Zawrotne tempo, emocje sięgające zenitu i okrzyki dopingującej publiczności to jedynie krótki opis wspaniałej zabawy, jaka miała miejsce w sobotę 16 czerwca podczas VII Wyścigu Ślimaków Winniczków w walimskim Centrum Sportu i Rekreacji.
Wyścig ma na celu popularyzację aktywnego wypoczynku, kształtowanie świadomości ekologicznej, propagowanie idei konieczności ochrony przyrody, a także popularyzację rywalizacji opartej o zasady fair play.
Jest to impreza cykliczna, która z roku na rok przyciąga coraz większe grono uczestników oraz widzów kibicujących ślimakom. W tym roku, łącznie w dwóch kategoriach, ścigało się 50 zawodników, czyli ślimaków winniczków, które tradycyjnie do pokonania miały dystans 100 centymetrów. Licząc odcinek od startu do mety w tzw. linii prostej.
Wyścig podzielony został na dwie kategorie: do lat 18 i powyżej 18 lat. Każdy uczestnik w zawodach mógł „wystawić” tyko jednego ślimaka, natomiast najistotniejszym warunkiem było podpisanie zobowiązania, że po turnieju ślimak powróci do swojego naturalnego środowiska.

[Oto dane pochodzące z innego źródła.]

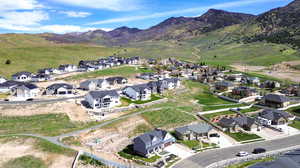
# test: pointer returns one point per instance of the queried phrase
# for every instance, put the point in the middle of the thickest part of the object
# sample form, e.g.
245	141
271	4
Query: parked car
259	150
242	154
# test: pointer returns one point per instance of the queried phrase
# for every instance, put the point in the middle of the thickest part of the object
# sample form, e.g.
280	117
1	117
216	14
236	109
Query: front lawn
129	101
128	153
240	136
169	117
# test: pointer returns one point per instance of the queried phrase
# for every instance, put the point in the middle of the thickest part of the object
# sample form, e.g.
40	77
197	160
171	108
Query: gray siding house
152	142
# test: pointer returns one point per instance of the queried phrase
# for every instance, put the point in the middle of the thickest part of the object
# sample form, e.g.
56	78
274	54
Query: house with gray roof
287	160
117	80
22	76
152	142
138	92
194	132
224	86
275	100
103	99
60	89
7	86
88	85
25	91
270	117
237	124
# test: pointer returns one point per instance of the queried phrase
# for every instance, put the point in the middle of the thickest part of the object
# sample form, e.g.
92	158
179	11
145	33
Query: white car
242	154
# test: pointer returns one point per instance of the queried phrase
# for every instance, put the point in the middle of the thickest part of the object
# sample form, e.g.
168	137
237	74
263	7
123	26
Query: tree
7	62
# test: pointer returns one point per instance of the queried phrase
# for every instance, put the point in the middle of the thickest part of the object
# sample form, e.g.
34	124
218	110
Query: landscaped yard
128	153
169	117
240	136
129	101
124	71
46	124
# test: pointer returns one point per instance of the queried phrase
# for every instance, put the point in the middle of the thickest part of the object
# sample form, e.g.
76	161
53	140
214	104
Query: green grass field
170	117
45	124
27	161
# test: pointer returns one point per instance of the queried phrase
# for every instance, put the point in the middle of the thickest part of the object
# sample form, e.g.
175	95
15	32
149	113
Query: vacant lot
24	152
124	71
46	124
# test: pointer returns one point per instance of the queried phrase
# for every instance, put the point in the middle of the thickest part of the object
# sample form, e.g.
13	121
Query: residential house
270	84
138	92
293	90
60	89
276	100
253	80
171	83
25	91
102	83
68	68
103	99
194	132
152	143
22	76
224	86
116	80
244	91
88	85
8	86
274	117
40	77
2	79
237	124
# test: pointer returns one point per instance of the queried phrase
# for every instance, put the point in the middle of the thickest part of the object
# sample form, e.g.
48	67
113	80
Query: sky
64	16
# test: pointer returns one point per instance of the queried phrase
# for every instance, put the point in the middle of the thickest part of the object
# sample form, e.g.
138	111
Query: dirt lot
74	111
112	138
281	71
23	147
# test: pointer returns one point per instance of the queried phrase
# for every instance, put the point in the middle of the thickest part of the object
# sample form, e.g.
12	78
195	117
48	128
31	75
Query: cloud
183	11
115	5
7	5
76	14
21	20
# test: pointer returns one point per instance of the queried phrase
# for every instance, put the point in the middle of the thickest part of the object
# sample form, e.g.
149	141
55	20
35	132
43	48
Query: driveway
223	141
179	150
270	134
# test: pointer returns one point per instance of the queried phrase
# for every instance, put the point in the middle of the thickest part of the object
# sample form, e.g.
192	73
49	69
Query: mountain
280	25
174	28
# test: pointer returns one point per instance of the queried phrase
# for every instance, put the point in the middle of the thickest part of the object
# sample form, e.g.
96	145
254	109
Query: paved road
204	159
39	101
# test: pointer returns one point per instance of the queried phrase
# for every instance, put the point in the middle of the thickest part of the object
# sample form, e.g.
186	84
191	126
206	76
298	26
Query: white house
102	83
25	91
68	68
60	89
22	76
138	92
172	83
89	85
103	99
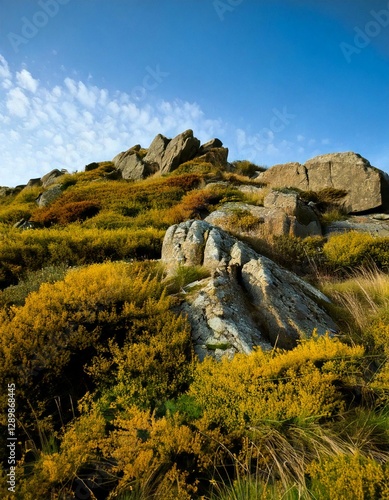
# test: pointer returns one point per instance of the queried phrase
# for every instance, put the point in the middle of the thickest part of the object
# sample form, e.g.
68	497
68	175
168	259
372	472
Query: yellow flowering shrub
355	249
343	477
263	387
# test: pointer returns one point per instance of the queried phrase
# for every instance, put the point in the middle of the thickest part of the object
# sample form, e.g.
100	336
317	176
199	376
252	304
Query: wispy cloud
74	123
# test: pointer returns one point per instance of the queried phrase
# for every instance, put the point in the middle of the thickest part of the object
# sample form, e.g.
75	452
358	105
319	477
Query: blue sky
275	80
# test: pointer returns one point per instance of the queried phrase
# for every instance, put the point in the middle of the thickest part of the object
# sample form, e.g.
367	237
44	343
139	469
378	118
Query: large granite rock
132	166
247	292
157	150
51	177
165	155
182	148
367	187
216	156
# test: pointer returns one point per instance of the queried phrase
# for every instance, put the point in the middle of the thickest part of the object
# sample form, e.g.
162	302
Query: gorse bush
111	401
71	318
247	168
73	246
353	249
67	213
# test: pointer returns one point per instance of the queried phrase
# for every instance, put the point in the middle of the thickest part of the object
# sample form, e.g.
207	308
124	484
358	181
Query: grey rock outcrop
49	196
156	150
34	182
247	292
6	191
367	187
165	155
131	165
182	148
51	177
216	156
212	144
376	225
282	214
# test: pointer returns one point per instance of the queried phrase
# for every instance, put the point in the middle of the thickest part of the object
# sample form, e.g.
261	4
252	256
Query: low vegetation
111	401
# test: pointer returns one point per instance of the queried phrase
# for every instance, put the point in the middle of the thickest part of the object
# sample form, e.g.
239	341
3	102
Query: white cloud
74	123
4	69
17	103
26	81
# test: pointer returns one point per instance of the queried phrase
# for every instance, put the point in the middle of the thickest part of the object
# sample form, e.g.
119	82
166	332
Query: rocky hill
169	314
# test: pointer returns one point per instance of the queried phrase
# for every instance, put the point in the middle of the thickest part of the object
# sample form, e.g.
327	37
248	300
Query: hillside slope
116	282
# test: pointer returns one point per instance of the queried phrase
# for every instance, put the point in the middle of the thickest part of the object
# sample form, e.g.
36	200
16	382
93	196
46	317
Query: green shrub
247	168
343	477
66	213
354	249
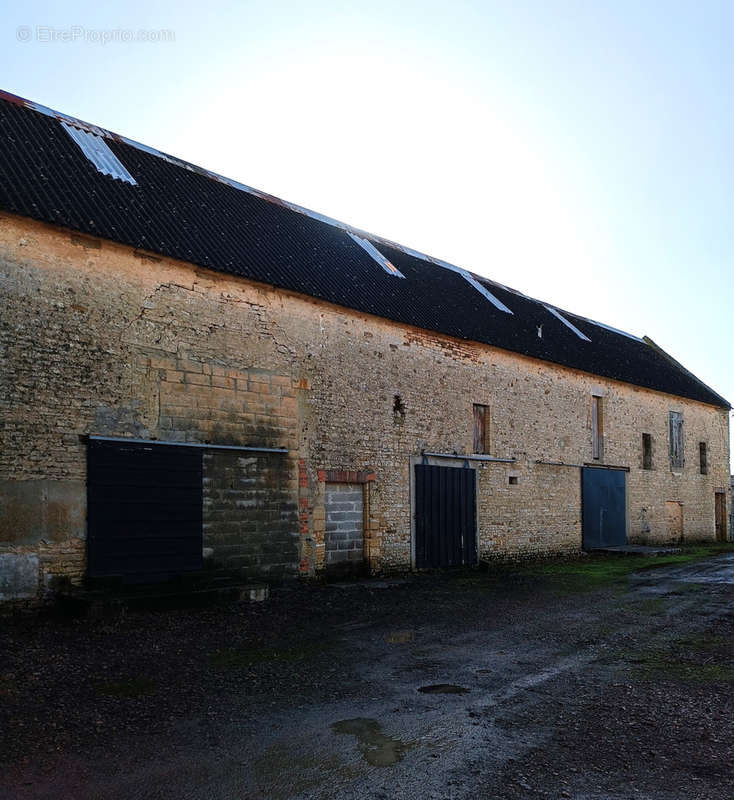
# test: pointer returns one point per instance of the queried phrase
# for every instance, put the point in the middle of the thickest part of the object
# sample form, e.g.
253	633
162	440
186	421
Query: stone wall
98	338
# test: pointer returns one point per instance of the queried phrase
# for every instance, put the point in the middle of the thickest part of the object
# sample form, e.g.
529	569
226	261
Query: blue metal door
603	501
445	516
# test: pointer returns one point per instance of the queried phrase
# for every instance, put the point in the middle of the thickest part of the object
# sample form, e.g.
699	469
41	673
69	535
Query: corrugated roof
185	212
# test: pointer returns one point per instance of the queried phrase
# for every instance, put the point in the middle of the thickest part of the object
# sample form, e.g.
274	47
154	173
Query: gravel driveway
584	679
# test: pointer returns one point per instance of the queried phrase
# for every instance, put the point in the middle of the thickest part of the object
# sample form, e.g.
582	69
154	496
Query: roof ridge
674	361
271	198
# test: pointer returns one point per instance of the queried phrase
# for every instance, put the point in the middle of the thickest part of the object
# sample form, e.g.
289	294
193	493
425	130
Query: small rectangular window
703	458
646	451
597	428
481	428
677	459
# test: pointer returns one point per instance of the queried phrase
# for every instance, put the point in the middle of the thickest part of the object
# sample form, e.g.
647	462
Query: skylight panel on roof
567	323
368	247
495	301
96	150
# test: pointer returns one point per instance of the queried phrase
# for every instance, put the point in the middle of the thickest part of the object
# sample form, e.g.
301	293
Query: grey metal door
603	500
445	516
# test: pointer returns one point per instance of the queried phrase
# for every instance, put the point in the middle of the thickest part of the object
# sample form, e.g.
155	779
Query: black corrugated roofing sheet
183	214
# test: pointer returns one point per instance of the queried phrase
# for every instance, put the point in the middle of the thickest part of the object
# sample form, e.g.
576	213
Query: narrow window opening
677	459
481	429
597	428
398	408
646	451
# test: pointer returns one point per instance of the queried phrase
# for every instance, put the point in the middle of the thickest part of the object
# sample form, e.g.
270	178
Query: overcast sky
580	152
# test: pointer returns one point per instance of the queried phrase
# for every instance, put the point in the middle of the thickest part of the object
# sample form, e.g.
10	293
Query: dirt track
552	682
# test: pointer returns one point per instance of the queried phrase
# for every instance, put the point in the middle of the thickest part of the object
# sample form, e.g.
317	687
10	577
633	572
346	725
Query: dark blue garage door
144	510
445	516
604	506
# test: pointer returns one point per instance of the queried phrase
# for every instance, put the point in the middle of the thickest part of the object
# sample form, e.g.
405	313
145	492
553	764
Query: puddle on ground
377	749
443	688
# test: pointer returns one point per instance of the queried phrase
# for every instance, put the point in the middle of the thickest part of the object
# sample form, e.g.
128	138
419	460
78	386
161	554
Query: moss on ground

W biciu rekordu na dystansie 100 cm wygrał ślimak z numerem 17 uzyskując wspaniały czas 12 minut i 29 sekund. Ślimaka wystawił Oliwier Byrski, który zwyciężył w kat. do 18 lat. Druga w tej grupie wiekowej była Nikola Mleczko, a trzeci Bartek Pańczyszak. W kategorii dorosłych zwyciężyła Magdalena Marczak, drugie miejsce zajęła Patrycja Sztner, a trzecie Anna Kaczawa.